La Côte d’Ivoire figure au nombre des pays africains dont les œuvres sculpturales se retrouvent de façon illégale dans certains musés occidentaux ou chez des particuliers. Une statuaire Bété de la région de Gagnoa est détenue par une famille en France depuis plus d’un siècle. Le récit du voyage de la statuaire sur les bords de la Seine.
Le voile se lève de jour en jour sur les traces des actes ignorés de la colonisation en Afrique. Les objets issus de la sculpture africaine précoloniale sont de plus en plus découverts dans certains musées occidentaux u chez des particuliers. Les réclamations et les demandes de rétrocession à cor et à cri de ces objets d’arts vieux de plusieurs siècles, notamment les statues emportées dans les flammes de la colonisation portent aujourd’hui leurs fruits pour la plupart des pays victimes de cette spoliation. Quand d’autres pays ne savent pas à ce jour la destination véritable des leurs.

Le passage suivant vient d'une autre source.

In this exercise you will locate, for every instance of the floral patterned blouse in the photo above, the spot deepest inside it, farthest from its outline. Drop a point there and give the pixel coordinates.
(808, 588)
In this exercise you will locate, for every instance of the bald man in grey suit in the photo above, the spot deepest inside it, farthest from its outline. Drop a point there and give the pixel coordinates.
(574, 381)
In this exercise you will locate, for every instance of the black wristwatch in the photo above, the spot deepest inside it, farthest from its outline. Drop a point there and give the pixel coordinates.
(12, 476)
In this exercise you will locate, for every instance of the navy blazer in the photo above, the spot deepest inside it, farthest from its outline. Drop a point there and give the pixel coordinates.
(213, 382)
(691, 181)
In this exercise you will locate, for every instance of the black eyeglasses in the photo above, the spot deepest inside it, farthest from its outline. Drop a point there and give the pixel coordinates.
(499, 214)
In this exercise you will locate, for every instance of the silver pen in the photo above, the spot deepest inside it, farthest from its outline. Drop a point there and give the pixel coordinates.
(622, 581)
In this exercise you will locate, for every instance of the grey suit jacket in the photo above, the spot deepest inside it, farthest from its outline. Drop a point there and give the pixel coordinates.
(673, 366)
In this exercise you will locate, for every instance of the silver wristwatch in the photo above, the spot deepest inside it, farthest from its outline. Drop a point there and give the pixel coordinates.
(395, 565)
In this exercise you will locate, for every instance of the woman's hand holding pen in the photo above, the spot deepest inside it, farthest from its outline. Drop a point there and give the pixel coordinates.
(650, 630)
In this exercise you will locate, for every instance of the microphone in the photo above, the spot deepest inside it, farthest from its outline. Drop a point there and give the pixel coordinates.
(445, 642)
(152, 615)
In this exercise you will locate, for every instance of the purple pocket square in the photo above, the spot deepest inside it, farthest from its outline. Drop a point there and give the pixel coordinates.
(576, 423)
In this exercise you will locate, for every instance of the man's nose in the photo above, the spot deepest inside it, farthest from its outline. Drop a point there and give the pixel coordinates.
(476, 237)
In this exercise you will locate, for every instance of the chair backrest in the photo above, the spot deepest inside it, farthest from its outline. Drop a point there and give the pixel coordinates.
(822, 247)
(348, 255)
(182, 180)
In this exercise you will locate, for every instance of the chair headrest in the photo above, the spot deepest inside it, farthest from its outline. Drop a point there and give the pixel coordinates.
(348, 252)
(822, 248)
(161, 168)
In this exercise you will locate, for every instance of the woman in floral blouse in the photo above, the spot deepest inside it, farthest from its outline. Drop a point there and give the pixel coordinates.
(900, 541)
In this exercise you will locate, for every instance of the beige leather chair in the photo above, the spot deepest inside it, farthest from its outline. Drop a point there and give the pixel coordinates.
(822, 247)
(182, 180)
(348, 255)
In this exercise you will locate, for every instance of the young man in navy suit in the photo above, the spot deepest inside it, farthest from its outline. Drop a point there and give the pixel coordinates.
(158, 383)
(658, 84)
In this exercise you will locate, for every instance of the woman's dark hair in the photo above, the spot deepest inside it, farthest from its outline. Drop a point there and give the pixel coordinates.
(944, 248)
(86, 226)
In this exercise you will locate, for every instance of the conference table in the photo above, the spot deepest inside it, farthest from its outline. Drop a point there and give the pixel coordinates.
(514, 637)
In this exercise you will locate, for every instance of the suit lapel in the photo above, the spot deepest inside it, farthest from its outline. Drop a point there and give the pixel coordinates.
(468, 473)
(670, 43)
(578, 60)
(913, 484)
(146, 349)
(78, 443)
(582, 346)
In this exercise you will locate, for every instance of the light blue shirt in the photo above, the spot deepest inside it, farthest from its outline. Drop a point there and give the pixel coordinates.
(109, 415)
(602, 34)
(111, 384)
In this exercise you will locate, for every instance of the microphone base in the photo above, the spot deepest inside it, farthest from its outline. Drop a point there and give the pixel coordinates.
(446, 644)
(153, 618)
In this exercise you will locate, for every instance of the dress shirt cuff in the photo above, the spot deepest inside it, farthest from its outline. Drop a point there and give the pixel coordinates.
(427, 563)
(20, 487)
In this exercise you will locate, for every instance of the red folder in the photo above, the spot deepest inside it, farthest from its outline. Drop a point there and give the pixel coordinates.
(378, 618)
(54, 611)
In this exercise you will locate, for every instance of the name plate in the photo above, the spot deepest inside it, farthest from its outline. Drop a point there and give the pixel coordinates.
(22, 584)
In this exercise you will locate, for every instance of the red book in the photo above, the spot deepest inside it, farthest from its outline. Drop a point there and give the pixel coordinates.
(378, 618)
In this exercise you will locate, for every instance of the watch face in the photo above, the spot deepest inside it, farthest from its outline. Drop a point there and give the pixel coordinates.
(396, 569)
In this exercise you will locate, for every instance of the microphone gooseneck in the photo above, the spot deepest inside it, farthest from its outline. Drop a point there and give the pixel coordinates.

Avec le temps, la vérité sur la disparition massive des objets d’art volés sur le continent africain durant la colonisation surgit progressivement.
La Côte d’Ivoire, pays de l’Afrique de l’Ouest, longtemps en marge jusque-là de ce phénomène crucial, regorge tout aussi de nombreux sculpteurs dans toutes ses régions. Leurs divers talents sont l’occasion de grande curiosité de la part de nombreux touristes qui, au détour d’une visite découverte sur les bords de la lagune Ebrié, n’hésitent pas à imprimer leur séjour par l’acquisition de quelques pièces précieuses.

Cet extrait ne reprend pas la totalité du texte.